Delayed bleeding (DB) is a possible adverse event following gastric endoscopic submucosal dissection (ESD). The BEST-J score was created as a risk prediction model for DB following gastric ESD, but is yet to be validated in Western populations. We aimed to validate the BEST-J score on a European sample and to perform a subgroup analysis according to histological classification. Retrospective study of all consecutive patients undergoing gastric ESD on a European Endoscopic Unit. DB was defined as hemorrhage with clinical symptoms and confirmed by emergency endoscopy from the time of completion to 28days after ESD. BEST-J score was calculated in each patient and confronted with the outcome (DB). Final sample included 161 patients. From these, 10 (6.2%) presented DB following ESD, with a median time to bleeding of 7days (IQR 6.8). BEST-J score presented an excellent accuracy predicting DB in our sample, with an AUC = 0.907 (95%CI 0.801-1.000; p < 0.001). Subgroup analysis by histological classification proved that the discriminative power was still excellent for each grade: low-grade dysplasia-AUC = 0.970 (p < 0.001); high-grade dysplasia-AUC = 0.874 (p < 0.001); early gastric cancer-AUC = 0.881 (p < 0.001).

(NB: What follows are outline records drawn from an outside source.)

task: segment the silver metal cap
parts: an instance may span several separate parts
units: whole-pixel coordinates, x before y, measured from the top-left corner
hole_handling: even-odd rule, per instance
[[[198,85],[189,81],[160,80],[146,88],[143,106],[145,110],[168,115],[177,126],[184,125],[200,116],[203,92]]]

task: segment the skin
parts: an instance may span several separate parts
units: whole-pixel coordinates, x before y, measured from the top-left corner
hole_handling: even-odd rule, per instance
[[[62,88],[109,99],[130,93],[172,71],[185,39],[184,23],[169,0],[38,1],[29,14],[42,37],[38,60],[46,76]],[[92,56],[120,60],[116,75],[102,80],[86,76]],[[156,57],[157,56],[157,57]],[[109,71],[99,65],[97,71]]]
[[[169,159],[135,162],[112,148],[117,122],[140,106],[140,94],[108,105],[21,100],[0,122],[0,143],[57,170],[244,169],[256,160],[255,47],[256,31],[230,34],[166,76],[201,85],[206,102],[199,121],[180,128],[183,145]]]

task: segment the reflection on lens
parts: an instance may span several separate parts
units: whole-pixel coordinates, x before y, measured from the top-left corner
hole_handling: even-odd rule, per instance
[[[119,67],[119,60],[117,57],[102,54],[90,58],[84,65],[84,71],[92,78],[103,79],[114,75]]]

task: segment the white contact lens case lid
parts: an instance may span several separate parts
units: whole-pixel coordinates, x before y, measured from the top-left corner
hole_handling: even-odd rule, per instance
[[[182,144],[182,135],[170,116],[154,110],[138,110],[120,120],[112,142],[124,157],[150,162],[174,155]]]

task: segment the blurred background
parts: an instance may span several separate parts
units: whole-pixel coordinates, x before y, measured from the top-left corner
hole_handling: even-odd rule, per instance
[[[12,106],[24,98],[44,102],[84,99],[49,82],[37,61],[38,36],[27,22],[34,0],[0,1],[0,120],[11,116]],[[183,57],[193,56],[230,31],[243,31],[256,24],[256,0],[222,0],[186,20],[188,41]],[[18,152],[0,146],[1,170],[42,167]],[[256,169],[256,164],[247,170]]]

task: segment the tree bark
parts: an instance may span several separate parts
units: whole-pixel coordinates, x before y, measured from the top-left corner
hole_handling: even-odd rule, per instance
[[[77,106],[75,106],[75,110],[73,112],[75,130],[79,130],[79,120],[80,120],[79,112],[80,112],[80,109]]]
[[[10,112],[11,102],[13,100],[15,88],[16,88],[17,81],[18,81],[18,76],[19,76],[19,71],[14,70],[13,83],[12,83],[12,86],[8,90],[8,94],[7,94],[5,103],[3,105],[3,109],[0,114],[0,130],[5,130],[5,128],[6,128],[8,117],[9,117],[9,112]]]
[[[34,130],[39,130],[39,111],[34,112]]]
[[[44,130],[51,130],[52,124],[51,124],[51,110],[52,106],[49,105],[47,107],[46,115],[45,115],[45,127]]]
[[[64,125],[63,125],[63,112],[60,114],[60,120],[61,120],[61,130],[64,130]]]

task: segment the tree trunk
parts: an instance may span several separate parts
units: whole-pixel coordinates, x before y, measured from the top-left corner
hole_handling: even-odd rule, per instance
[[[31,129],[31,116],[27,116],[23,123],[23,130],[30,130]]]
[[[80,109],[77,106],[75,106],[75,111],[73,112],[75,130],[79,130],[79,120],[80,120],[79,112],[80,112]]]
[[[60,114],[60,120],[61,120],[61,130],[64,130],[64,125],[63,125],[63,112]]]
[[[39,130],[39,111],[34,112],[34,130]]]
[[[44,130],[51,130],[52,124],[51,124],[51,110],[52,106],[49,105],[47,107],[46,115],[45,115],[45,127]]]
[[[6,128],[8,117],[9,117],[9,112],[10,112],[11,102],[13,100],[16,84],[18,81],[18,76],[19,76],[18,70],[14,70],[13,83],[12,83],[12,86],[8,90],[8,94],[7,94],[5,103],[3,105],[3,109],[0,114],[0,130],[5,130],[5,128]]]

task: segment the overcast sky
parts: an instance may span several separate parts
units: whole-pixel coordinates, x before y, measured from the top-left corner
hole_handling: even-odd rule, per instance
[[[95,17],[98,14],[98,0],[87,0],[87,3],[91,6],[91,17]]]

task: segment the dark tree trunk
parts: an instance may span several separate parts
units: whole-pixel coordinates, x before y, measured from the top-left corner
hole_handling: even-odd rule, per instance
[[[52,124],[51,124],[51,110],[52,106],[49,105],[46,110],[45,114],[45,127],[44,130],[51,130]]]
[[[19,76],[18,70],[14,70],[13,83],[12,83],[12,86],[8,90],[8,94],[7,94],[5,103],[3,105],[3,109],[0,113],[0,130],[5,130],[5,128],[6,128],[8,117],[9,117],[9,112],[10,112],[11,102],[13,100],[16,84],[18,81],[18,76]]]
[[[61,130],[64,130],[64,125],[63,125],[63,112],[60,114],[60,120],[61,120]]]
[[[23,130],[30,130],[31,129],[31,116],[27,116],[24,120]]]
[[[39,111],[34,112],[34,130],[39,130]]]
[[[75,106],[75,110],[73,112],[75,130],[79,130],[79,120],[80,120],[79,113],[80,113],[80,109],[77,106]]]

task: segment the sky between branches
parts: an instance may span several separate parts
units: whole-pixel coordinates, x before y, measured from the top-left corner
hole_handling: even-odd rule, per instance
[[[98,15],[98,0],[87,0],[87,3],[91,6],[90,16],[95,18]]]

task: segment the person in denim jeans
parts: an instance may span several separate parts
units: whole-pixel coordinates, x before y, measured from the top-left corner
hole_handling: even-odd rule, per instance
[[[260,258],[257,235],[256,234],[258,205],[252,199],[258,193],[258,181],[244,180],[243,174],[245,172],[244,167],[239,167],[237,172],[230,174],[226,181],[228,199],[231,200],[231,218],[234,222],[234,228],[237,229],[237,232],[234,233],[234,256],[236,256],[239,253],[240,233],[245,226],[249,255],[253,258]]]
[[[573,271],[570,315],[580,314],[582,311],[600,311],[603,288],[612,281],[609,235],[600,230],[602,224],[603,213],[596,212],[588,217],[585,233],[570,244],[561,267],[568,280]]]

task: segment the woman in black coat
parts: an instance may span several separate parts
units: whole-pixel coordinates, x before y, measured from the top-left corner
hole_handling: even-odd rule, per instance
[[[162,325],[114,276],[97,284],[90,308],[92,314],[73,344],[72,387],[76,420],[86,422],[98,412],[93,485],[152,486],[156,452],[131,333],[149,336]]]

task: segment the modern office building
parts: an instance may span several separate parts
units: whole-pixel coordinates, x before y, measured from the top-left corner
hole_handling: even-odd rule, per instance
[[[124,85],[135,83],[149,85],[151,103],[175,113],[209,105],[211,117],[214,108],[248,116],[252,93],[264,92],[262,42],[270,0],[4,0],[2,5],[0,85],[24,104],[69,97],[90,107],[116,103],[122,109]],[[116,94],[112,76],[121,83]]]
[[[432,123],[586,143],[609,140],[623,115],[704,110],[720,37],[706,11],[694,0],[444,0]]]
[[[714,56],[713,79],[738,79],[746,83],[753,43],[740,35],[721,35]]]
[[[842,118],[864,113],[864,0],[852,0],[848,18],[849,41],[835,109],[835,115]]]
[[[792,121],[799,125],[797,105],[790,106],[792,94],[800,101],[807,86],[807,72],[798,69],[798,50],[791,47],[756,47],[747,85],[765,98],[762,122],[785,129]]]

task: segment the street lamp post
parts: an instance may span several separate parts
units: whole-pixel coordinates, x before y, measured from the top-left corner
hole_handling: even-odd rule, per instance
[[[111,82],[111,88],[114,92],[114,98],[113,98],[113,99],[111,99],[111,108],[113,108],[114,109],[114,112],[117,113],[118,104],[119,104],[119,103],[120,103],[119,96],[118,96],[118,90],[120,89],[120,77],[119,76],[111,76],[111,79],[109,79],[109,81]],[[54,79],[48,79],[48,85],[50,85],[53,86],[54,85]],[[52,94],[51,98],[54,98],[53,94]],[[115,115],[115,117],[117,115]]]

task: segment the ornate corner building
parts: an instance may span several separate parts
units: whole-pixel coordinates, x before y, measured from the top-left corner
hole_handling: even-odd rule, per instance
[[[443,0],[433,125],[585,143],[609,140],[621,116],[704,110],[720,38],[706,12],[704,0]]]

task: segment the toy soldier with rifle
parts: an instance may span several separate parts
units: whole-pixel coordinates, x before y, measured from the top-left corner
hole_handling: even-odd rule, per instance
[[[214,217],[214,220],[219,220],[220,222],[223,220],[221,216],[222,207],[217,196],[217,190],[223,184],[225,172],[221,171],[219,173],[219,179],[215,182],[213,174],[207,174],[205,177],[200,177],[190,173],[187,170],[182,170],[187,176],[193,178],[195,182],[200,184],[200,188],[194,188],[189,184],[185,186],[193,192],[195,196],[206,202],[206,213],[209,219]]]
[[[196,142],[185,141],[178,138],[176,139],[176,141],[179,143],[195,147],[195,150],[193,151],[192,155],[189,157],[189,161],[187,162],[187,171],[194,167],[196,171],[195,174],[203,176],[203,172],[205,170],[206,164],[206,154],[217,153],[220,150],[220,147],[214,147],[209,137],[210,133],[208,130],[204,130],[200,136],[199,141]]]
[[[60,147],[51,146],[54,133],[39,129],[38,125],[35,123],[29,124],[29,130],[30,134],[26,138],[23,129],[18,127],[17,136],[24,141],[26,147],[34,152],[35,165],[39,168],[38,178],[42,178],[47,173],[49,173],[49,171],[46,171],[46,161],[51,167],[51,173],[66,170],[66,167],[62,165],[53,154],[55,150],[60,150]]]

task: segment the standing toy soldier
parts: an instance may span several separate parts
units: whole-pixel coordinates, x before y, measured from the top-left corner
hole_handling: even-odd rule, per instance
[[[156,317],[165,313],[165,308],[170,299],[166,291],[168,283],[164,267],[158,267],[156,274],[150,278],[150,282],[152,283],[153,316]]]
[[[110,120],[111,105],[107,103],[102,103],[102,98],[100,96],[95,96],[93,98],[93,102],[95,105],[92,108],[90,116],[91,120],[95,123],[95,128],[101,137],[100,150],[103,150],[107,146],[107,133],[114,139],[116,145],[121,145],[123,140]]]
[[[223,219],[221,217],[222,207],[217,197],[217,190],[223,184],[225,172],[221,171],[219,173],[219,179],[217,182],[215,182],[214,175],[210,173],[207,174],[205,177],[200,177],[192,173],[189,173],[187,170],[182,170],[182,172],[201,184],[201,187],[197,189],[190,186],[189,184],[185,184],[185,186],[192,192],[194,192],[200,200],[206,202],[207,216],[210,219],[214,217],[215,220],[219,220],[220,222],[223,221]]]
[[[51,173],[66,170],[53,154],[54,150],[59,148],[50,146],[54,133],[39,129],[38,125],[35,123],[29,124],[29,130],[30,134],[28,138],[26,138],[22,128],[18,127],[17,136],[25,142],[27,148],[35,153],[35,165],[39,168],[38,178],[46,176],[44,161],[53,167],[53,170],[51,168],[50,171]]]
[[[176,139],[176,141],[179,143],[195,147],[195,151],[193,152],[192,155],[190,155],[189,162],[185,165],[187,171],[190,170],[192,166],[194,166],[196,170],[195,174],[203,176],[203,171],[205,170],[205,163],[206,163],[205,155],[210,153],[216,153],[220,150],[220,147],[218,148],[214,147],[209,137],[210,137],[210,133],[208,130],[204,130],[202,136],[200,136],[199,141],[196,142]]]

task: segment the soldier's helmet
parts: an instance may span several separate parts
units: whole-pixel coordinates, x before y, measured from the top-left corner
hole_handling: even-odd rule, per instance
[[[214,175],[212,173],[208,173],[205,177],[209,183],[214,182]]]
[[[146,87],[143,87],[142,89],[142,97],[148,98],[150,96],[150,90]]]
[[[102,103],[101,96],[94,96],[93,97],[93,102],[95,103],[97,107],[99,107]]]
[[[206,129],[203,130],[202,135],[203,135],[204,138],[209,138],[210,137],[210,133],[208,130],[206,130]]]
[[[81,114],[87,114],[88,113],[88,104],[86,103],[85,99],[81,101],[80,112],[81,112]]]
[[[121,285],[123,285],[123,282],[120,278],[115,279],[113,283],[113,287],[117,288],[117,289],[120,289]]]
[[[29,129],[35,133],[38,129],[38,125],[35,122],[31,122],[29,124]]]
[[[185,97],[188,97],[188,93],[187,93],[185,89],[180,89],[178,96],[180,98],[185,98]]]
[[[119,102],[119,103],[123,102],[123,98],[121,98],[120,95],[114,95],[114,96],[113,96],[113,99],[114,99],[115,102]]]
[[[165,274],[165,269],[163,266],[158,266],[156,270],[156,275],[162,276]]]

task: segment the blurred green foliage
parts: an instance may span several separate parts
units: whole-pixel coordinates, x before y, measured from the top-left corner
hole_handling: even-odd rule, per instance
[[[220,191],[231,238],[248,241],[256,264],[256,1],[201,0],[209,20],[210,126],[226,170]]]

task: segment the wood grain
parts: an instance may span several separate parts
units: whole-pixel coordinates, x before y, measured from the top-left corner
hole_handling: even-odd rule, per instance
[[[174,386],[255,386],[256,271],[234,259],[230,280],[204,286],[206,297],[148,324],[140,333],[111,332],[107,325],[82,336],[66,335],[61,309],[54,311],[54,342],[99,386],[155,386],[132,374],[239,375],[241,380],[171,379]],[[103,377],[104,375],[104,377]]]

The optimal cut-off value to predict DB was a BEST-J score ≥ 3, which matches the cut-off value for high-risk of bleeding in the original investigation. The BEST-J score still presents excellent accuracy in risk stratification for post-ESD bleeding in European individuals. Thus, this score may help to guide which patients benefit the most from prophylactic therapies following gastric ESD in this setting.